As she goes, I sit down and hunch up, resting my chin on my knees. JJ's like my sister, and I feel like I've betrayed her. I couldn't keep her safe when she was hurting. And now this. Goodness knows how she will continue to smile after these past two years.

** Four weeks later **

** JJ's POV **

Finally out of hospital. I swear I've spent half my life in a hospital with this job. And with ... him.

But he's out of my life now. I hate myself but I'm glad that I no longer have his baby inside of me. It makes my skin crawl whenever I think about what he did to me.

I'm back home now, and Emily's here. Staying with me for a few days. Well, it's already been a week.

"Em, you can go home now you know. Will's not going to come back here, I'll make sure of it."

"Look, I know we caught that guy he was with, but that doesn't mean you're safe."

"What's that supposed to mean?"

"I'm just saying, he could come back. That guy was responsible for attacks on prostitutes, Will abused you for two years."

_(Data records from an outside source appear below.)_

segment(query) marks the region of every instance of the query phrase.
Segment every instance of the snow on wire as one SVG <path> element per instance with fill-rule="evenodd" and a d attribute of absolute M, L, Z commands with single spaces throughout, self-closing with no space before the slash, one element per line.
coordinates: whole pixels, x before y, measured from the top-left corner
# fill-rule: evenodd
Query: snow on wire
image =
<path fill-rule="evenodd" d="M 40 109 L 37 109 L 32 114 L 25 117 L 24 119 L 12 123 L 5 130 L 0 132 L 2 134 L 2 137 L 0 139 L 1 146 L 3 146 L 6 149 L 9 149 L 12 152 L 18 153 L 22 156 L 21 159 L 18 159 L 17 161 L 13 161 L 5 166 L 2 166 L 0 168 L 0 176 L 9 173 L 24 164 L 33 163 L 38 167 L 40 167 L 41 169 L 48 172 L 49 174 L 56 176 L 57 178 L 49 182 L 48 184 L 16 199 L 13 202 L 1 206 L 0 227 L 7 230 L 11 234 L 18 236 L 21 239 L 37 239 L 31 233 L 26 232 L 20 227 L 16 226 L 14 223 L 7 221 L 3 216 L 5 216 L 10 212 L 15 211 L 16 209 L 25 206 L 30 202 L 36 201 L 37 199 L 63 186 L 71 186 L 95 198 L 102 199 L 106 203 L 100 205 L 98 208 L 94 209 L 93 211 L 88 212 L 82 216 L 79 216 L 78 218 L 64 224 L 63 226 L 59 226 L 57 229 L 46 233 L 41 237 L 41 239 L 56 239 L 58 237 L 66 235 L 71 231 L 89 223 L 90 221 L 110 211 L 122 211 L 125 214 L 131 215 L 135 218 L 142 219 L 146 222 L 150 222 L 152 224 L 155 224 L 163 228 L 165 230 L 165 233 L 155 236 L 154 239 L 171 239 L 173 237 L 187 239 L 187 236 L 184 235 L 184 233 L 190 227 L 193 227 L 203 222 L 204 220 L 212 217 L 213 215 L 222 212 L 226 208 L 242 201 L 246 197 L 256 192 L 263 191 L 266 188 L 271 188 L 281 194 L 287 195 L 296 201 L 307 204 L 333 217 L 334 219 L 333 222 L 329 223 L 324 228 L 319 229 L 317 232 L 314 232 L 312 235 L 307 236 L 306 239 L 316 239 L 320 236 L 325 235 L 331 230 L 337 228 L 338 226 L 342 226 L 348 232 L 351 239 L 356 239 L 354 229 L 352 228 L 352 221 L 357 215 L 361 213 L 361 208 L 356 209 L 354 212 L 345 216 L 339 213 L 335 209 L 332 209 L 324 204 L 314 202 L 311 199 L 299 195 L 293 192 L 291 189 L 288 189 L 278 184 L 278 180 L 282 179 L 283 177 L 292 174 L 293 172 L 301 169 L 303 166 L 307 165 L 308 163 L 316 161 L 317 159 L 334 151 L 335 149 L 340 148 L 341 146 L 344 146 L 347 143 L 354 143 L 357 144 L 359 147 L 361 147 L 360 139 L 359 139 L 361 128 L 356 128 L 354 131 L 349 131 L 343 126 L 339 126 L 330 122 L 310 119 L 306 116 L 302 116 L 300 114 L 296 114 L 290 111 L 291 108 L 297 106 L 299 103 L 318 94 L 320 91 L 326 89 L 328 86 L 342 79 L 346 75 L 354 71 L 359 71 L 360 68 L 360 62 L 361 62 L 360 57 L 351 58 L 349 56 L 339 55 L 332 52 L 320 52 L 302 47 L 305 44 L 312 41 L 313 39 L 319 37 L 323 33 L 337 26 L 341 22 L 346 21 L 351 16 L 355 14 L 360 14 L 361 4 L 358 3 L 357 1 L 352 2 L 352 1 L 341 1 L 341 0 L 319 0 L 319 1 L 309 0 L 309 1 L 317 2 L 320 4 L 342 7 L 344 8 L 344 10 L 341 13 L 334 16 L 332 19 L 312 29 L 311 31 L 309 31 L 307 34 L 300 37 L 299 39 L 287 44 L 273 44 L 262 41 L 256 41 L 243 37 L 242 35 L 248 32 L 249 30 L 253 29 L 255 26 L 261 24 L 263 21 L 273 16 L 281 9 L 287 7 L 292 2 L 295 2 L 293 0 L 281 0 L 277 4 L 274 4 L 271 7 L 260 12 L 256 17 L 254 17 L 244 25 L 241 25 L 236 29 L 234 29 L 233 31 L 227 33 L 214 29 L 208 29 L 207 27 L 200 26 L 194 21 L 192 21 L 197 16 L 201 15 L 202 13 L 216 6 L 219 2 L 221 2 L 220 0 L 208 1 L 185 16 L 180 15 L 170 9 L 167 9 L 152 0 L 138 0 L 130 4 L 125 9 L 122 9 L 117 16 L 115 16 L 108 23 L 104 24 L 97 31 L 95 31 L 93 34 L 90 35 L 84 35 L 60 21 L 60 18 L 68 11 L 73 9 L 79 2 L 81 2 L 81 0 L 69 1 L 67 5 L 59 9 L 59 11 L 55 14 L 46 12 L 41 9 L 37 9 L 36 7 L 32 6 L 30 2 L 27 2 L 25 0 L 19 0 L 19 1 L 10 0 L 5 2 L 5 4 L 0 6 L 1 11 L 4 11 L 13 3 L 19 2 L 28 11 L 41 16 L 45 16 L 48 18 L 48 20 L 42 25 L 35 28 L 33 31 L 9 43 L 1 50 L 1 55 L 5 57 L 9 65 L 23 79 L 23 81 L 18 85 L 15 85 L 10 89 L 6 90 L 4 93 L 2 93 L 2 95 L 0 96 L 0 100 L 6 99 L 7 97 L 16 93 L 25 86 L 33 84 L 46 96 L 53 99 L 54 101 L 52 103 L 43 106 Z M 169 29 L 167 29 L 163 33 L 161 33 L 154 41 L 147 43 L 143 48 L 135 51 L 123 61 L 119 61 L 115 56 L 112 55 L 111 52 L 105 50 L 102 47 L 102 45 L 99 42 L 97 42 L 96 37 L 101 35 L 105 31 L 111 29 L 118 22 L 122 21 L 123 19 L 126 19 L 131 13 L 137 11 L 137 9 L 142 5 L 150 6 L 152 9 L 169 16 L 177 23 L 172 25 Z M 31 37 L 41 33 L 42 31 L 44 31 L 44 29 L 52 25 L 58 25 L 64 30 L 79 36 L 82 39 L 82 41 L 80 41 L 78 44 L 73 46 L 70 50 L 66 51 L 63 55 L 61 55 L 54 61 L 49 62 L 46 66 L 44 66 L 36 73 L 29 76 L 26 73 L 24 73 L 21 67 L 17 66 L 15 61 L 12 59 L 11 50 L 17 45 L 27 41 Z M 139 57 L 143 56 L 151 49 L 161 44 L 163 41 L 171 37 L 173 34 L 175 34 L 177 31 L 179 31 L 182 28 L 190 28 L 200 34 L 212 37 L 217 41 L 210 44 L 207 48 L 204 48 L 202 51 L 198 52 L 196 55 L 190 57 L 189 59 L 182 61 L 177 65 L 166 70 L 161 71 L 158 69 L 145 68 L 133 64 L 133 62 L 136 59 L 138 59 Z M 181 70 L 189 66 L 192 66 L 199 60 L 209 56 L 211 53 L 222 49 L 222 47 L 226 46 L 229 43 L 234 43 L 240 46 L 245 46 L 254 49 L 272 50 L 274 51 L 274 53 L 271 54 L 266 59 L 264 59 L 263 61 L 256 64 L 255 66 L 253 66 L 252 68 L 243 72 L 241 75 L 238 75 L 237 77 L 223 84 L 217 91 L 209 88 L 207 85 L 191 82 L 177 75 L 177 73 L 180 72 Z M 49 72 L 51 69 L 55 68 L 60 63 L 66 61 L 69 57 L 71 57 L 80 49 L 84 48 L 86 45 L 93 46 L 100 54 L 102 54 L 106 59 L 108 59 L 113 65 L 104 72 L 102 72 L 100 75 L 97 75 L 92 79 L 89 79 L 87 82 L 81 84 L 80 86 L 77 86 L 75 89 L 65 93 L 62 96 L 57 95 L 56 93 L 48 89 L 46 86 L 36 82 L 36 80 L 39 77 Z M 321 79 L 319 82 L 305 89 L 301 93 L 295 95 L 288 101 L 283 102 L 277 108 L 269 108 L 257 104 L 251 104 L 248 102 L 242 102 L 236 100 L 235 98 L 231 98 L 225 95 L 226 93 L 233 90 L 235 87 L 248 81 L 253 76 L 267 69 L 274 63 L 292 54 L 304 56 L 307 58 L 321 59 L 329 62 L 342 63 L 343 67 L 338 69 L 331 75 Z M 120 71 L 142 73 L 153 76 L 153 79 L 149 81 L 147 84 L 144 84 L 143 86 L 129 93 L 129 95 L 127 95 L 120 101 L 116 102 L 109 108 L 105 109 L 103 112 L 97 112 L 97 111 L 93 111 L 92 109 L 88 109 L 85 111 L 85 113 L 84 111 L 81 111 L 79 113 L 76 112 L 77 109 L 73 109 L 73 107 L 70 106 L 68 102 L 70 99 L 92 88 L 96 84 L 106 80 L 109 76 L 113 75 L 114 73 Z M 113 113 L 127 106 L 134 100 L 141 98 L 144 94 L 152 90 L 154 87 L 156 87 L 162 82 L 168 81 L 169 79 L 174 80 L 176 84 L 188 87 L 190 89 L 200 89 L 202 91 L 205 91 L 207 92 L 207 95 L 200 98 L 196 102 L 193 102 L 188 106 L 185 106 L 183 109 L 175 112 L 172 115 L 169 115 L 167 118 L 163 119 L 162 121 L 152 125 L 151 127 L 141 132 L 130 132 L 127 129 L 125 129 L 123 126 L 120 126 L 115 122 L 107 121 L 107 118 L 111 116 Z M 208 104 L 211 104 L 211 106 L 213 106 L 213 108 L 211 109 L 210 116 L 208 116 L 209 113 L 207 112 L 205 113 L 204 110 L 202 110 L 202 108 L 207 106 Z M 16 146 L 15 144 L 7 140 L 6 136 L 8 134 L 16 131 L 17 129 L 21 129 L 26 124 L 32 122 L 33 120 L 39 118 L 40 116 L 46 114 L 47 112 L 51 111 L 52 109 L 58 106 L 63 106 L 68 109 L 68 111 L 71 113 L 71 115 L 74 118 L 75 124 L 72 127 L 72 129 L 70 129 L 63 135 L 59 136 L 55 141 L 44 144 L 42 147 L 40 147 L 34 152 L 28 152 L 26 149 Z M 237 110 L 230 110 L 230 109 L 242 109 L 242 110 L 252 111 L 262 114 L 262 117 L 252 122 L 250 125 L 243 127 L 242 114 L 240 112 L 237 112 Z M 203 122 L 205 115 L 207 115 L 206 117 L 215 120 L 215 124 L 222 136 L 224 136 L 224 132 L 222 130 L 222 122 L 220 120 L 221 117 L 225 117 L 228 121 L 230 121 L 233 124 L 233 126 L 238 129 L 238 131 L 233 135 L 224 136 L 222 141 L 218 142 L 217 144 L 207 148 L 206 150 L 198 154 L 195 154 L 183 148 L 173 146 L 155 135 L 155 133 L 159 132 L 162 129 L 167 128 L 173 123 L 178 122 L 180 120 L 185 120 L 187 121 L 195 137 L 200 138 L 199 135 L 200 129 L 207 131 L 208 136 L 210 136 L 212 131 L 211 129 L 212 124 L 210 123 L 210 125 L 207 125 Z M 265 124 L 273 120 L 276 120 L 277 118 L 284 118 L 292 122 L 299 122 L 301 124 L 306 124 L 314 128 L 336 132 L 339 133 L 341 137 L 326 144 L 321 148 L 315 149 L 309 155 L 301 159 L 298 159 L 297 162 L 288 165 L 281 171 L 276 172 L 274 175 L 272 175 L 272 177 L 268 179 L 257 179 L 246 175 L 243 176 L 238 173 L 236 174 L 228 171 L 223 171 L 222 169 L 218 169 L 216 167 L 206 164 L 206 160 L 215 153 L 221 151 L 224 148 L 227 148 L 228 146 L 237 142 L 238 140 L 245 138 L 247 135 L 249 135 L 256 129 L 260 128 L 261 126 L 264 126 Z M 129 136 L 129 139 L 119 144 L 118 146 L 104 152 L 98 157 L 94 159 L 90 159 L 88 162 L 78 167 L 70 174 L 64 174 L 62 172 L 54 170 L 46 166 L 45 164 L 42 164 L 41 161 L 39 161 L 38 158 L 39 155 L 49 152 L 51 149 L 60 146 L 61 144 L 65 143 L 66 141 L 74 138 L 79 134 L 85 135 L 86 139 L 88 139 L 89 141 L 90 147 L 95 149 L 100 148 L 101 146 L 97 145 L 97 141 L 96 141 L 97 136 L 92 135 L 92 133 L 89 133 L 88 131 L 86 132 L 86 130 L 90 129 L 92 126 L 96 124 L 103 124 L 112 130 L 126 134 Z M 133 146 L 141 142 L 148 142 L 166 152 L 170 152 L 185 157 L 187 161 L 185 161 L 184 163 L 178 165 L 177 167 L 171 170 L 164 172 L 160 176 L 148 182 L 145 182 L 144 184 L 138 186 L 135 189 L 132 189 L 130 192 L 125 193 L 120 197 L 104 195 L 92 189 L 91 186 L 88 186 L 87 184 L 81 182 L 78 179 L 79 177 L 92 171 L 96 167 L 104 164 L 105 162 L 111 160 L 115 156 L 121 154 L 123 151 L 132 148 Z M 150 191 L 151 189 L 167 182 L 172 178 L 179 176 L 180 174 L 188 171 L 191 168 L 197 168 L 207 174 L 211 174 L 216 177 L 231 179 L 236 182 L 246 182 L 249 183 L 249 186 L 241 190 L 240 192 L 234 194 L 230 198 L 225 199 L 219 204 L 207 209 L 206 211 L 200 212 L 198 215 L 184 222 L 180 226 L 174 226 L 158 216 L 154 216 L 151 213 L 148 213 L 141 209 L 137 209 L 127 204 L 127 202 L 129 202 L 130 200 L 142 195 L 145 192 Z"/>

"I'm over it, honest. And hopefully so is he. He hasn't been here, or near my boy. It's good."

"Are you sure?" She asks me, staring into my eyes.

I look away because for some reason, I can't talk about what's on my mind.

"Yes, of course. Another glass of wine?"

"Sure..." She says, not really convinced.

There is something else. Something that I'm not ready to talk about. That night in the hospital.